Vincent est aspiré dans une année de traitements lourds, certains expérimentaux, soumis à une liste marathonienne de médicaments aux effets secondaires eux aussi « gigantesques ». Le jeune homme de ces dames, pop star de Mud Flow, change de carcasse, fond jusqu’à descendre à 60 kilos et se trouve incapable de défendre le disque nouvellement sorti. Qui d’ailleurs coule assez vite, « peut-être parce que c’était son destin ». Les drogues légales couchent Vincent à la maison, insomniaque mais pas seulement: « Le virus est parti assez vite mais il a fallu continuer les médocs pendant des mois, je ne mangeais plus et la présence des autres, à certains moments, n’était juste plus possible. Même l’idée d’un contact frôlé dans une file de magasin pouvait s’avérer insupportable. Cela pesait aussi sur les relations amoureuses, notamment parce que cela plombe l’autre. Je me suis mis à écrire, avec l’idée de la mort en tête mais également avec des questions sur le sens de ma musique, de ma présence. Avais-je envie de parader sur les plateaux de télé, de faire le beau gosse? La réponse était non. Que cela marche, oui, mais pas à n’importe quel prix. » Son label parisien, Play On, qui engrange les devises avec le succès commercial de Zaz, a bien envie de « marclavoiniser » Vincent: cela ne se fera pas. Les mêmes refusent d’ailleurs les maquettes écrites pendant ce purgatoire maladif où les textes défient l’absence d’énergie, où l' »expérience« borderline creuse d’autres fondations musicales. La vieillealchimie de la douleur comme neurone créatif? Ben oui.

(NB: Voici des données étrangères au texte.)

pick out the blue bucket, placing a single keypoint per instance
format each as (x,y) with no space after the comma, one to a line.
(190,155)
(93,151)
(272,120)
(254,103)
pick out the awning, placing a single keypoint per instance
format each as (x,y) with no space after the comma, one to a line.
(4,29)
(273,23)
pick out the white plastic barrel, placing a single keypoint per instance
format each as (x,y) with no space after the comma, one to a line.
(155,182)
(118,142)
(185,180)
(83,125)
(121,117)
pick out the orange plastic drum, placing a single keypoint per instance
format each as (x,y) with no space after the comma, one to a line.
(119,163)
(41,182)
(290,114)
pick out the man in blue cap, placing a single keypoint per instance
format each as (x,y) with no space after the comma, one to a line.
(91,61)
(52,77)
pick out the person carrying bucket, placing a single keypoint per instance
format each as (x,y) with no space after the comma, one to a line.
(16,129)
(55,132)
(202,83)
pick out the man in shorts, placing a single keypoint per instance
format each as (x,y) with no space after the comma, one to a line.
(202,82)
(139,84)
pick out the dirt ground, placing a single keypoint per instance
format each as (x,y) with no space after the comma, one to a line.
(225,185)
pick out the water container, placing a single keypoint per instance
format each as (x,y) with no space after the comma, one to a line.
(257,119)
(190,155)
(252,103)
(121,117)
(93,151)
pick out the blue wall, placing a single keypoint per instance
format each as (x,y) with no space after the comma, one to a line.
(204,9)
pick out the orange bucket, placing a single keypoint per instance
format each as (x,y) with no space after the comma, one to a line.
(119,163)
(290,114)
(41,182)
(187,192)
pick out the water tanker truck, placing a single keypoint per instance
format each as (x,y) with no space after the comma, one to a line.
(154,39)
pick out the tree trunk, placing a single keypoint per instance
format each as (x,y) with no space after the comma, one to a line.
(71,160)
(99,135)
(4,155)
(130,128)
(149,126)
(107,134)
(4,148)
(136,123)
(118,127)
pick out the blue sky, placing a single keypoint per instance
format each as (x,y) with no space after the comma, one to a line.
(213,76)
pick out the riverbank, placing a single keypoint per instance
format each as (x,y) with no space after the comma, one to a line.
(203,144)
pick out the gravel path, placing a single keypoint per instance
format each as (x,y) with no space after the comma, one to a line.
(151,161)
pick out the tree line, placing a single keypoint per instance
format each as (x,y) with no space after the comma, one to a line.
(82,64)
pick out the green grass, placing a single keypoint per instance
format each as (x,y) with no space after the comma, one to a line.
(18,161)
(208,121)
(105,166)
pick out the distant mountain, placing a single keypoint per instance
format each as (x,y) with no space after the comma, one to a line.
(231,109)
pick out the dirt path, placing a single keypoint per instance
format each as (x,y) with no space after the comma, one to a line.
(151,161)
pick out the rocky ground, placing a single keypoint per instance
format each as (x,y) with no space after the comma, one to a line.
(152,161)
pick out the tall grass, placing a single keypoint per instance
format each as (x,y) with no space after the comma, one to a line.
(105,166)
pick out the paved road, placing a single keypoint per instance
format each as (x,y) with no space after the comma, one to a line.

Vincent -quadra fin 2015- a le profil multi-couches. Quatre disques sous le rock fluide de Mud Flow, dont A Life On Standby qui se vend à 15 000 copies en 2004, carrière qu’il reprend épisodiquement ces temps-ci via quelques concerts menés jusqu’à l’été. Et puis il y a l’échappée solo en langue française débutée par Tout va disparaître fin 2008. La saga est connue: pour cause de conflit avec la co-interprète féminine originale, l’album est réenregistré dans la foulée avec une tierce, puis connaît une troisième version « française » avec six originaux et six titres-rajouts sous patronage parisien. Vincent considère donc le nouvel Animalé comme sa deuxième ponte. On dirait bien que les dix chansons tiennent de l’absolu au sens où elles ne font pas de prisonniers. « C’est mon disque Daech »,rigole l’intéressé, quasi-requinqué après une récente intervention pour cause d’hernie inguinale menaçant de faire péter la tuyauterie digestive.

Chopin et Lisza

En attendant que Liben défie le choléra ou la scarlatine, on parle de la profondeur du disque. Pas de ses soubassements textuels mais des territoires instrumentaux qui amènent la gravité et le charme nécessaires. Loin de la variété TF1 ou de la médiocrité nécrosée d’une large partie de la chanson française. Vincent, qui trouve les concours à la The Voice, « indécents », a voulu fouiner, explorer, construire. Formé à la guitare classique et étudiant toujours l’harmonie à l’Académie du coin, le Bruxellois au regard kazakh est conscient du chemin instrumental parcouru: « Dans ce temps de maladie, j’ai eu tout le loisir d’écouter les musiques folk du monde -d’où ce sampling de groupe bulgare sur La Rivière– mais aussi pour arriver à une plus grande maîtrise des arrangements. Tout est écrit sur des partoches. » Le labeur porte: en six jours d’enregistrement autoproduit aux studios ICP d’Ixelles -avec le support financier de son éditeur Team 4 Action-, entouré de musiciens-comparses, Liben boucle quatorze titres. Il en élimine quatre dont deux « singles radio potentiels parce qu’ils ne cadraient pas avec les autres chansons ». Moins auto-sabordage que recherche de globalité harmonieuse. « J’aime Chopin et je suis romantique: quand je parle d’amour, je veux exploiter un côté plus sombre. » Sur ce, au rez-de-chaussée de sa maison schaerbeekoise, entre une accorte jeune fille aux pupilles océanes: Lisza, 27 ans, non seulement duettise avec son Vincent sur L’ennui qui porte mal son titre, mais partage avec lui un autre projet musical sous son patronyme à elle. Liben revenu de la mort pour l’amour: les vieilles histoires sont les meilleures.